Where to find value in pharmaceuticals

The glory days of the pharmaceutical giants may be over, says Charlie Gibson – but that doesn’t mean there isn’t value to be found.

One of the hardest aspects of investing is that markets price shares based on what investors believe is going to happen in the future – not on what is happening right now. This is known as ‘discounting’ – the shares of a firm are said to ‘discount’ a certain performance before it actually happens. Why is this a problem? Let me explain.

If a firm expects to achieve a certain amount of growth in 24 months, and the market believes it, then assuming the shares are sufficiently below this level, investors will pile in. Inevitably, the share price gets ahead of itself, so that within, say, 15 months, it is actually higher than the firm’s future growth prospects justify. Smart investors start to realise this, followed by less observant ones, and everyone gets back out of the shares, driving them back below their fair value. So while the fundamental value of a company is important, you also need to have an idea of when to buy and when to sell – and it is precisely this problem that I have developed my own investing model to answer. There isn’t space to describe how it works here, suffice to say that it has given me some good trading signals in the past. And one that has come up recently concerns pharmaceuticals giant GlaxoSmithKline (GSK, £14.02).

The story of Glaxo has been nothing if not dramatic. A series of breathtaking deals in the mid-1990s catapulted it onto a global stage hitherto dominated by the Americans. At the time, the chemicals industry was fragmenting into distinct chemical and pharmaceuticals entities and Glaxo was able to gather around itself a formidable array of patents and products. Patents protected older products, which generated high enough returns to develop new products, which could then be rolled out down the same sales pipeline as their predecessors. Earnings growth was regularly in the mid- to upper-teens and the shares rose from £5 to a high above £23 in early 1999.

But it wasn’t to last. Whereas previously the pharmaceuticals industry had exercised a tight hold over new products via its funding of the research and development (R&D) pipeline, increasingly investors were prepared to fund independent biotech operations to develop alternative drugs instead. Unwilling or unable to pay the premiums needed to buy out these new entrants, big pharmaceuticals lost control of the R&D pipeline. Costs went up, returns went down and the entire industry’s new drugs pipeline – key to future growth – began to dry up. As growth faltered, so the old pharmaceutical giants began to be seen as ex-growth stocks, trying to eke out the last few pounds of profit from their legacy product portfolios. Worse still, there then came a deluge of challenges to the patent protection on their historic products. As their image waned, so did their premium valuations. From an historic p/e of 36 at the end of 2000, Glaxo’s rating fell to under 14 in 2004.

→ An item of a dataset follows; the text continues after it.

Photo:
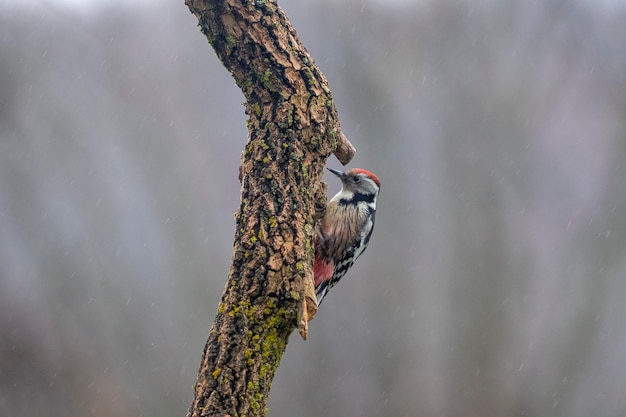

But has this re-rating now gone too far? Big pharmaceuticals’ glory days may be over, but they still have plenty to recommend them. The flood of money into biotechnology has dropped off to the extent that the sector is increasingly seen as a way for big drug groups to replenish their depleted product pipelines, and regain some control over R&D. As the world’s second-largest pharmaceutical group, Glaxo should be well positioned to take advantage of its size and status to make judicious acquisitions in this area. It has defended its patents well and still retains the trust of governments to manage major public health threats, such as bird flu.

From the mid- to high-teens in 2000 and 2001, earnings growth fell to below 10% in 2002 and 2003 before turning negative in 2004. But since then, it has begun to recover; growth was 9% in 2005 and should be around 16.5% in 2006, though full-year results are not yet available as we go to press. Assuming no major changes, growth in 2007 and 2008 should be around 4% and 5% respectively. For the four years to 2010, it is expected to be 6% (compound). Not very exciting – but slow, steady growth should not be sniffed at. Many other FTSE 100 stocks have comparable earnings-growth expectations. The difference is that the market never expected any better from them, so they have not been punished for disappointing, whereas the pharma¬ceutical giants have. As a result, Glaxo now trades on a multiple of only 14 times 2007 earnings – well below the market average.

Certainly, things have been tough in the pharmaceuticals industry in the past few years and look set to remain so. Yet Glaxo has traded on a multiple of almost 18 times historic earnings in each of the past two years. As a result, my model tells me that Glaxo’s shares are already discounting all of the foreseeable bad news and that, as long as nothing new comes along to buffet the industry or Glaxo itself, the scope for the share price to fall from current levels is limited. I have Glaxo as a buy up to £14.09 and a sell above £18.79.